The railway construction project will involve 20 Lao firms as subcontractors, supervised and assisted by Chinese companies.

“We will try to ensure that this multibillion-dollar project benefits local companies as well,” Koung Souk-Aloun, director of the construction project and of the Lao National Railway Company, told the Vientiane Times last September.

The Lao section of the railway will run south toward Vientiane through the provinces of Luang Namtha, Oudomxay and Luang Prabang.

The opening of the China-Laos railway is expected to lift the overall economy of Laos that has been constrained by poor transportation, which results in costly logistics.

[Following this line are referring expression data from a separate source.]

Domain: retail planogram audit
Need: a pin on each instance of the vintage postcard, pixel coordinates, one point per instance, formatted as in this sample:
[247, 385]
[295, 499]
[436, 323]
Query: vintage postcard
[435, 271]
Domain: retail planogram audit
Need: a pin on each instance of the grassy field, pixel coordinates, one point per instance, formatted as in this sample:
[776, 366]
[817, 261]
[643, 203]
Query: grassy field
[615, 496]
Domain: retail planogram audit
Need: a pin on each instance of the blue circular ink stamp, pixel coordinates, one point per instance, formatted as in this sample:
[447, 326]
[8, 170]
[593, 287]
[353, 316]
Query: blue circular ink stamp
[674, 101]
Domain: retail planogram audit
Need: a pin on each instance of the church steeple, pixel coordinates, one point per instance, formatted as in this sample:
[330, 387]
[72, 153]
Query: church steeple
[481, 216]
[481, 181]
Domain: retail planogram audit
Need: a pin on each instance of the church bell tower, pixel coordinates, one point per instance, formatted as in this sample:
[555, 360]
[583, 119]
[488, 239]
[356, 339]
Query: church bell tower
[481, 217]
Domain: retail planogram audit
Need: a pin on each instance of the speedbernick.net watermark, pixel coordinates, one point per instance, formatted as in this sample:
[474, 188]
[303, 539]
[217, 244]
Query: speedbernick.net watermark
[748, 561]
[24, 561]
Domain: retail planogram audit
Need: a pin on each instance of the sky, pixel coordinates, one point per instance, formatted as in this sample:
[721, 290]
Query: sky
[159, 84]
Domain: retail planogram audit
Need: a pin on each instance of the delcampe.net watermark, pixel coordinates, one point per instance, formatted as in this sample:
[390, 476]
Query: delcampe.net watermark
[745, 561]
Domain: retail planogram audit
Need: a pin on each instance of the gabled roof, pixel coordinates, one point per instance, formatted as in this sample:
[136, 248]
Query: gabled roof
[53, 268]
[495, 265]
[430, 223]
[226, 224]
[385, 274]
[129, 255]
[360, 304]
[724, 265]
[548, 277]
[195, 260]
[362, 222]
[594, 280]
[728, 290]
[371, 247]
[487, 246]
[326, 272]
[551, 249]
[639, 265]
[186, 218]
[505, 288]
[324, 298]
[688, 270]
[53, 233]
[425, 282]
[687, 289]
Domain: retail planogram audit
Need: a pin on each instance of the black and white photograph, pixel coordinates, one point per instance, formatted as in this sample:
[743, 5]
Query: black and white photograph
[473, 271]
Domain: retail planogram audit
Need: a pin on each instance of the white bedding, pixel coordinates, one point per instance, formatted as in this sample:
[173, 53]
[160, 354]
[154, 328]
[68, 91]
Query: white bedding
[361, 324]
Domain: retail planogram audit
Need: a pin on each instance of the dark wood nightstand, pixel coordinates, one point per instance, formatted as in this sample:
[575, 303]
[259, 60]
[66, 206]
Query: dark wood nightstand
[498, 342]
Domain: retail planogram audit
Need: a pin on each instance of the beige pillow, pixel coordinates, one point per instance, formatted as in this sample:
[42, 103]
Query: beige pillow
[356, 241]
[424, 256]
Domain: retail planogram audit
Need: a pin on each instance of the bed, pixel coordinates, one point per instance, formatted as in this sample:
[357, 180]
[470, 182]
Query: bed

Work on the Lao section commenced officially in March in Luang Namtha, with the route’s overall completion date set for 2021.

When up and running, the Vientiane terminus will be linked to the railway network of Thailand that stretches to Bangkok, and further connected to Kuala Lumpur, capital of Malaysia, and eventually to Singapore.

Passenger trains will run at 160 km per hour in mountainous areas and up to 200 km/h on the plains, while freight trains will run at 120 km/h.

The opening of the China-Laos railway is expected to lift the overall economy of Laos that has been constrained by poor transportation, which results in costly logistics.

At the moment, the only railroad in Laos is a 3.5-km extension of Thailand’s state railway network.

Roads still dominate the transport sector in Laos, representing 98 percent of the total travel of passengers and 86 percent of freight moved, according to the Lao Ministry of Public Works and Transport.

According to a recent study by the Japan External Trade Organization, logistics costs in Laos are as high as double those of other countries in the Association of Southeast Asian Nations, likely due to poor basic infrastructure. The cost in Laos works out at $2.50 per km, while in Thailand it only costs $1.10 per km, the study showed.

The China-Laos railway will prove to be a drastically cheaper and more efficient alternative.

The journey from Vientiane to the Boten border point will be reduced from around three days by road to less than three hours by rail. Freight rates will also be reduced to 269,750 kip ($32) per ton, only one-third of the price by road transport, according to a study by Lao authorities.

Passengers, on the other hand, will benefit from cheaper fares at around 161,850 kip, nearly half the current fare by road, Somsavat Lengsavad, former deputy prime minister of Laos, told the Lao National Assembly last year.

The country can expect 6.11 million passengers annually in the first few years of the railway’s operation and 8.62 million passengers each year in the long term.

“Logistics costs have a significant impact on our companies in the area,” said Liu Hu, general manager of the Saysettha Development Zone near Vientiane.

Foreign investors are pinning high hopes on the China-Laos railway to cut costs and enable the flow of goods and people in Laos.

The opening of the railway will be a boon to the flourishing Saysettha Development Zone near Vientiane, whose gate is merely 1 km away from the capital’s terminus, according to Liu Hu, the zone’s general manager.

As a collaborative project between the Chinese and Laotian governments, the project is a state-level special economic zone in Laos. By 2030, it aims to accommodate 150 companies in industries including agricultural products, machinery manufacturing and logistics.

“Logistics costs have a significant impact on our companies in the area. When the China-Laos railway starts service in the future, it will dramatically reduce the costs of transporting raw materials and products into and from our development zone,” said Liu.

Liu, who is also vice-general manager of Yunnan Provincial Overseas Investment, the Chinese investor behind the Saysettha project, added that the railway can ramp up domestic and foreign investment in Laos.

“It will definitely boost the confidence of investors, as it smooths the way for cheaper and faster logistics,” Liu said.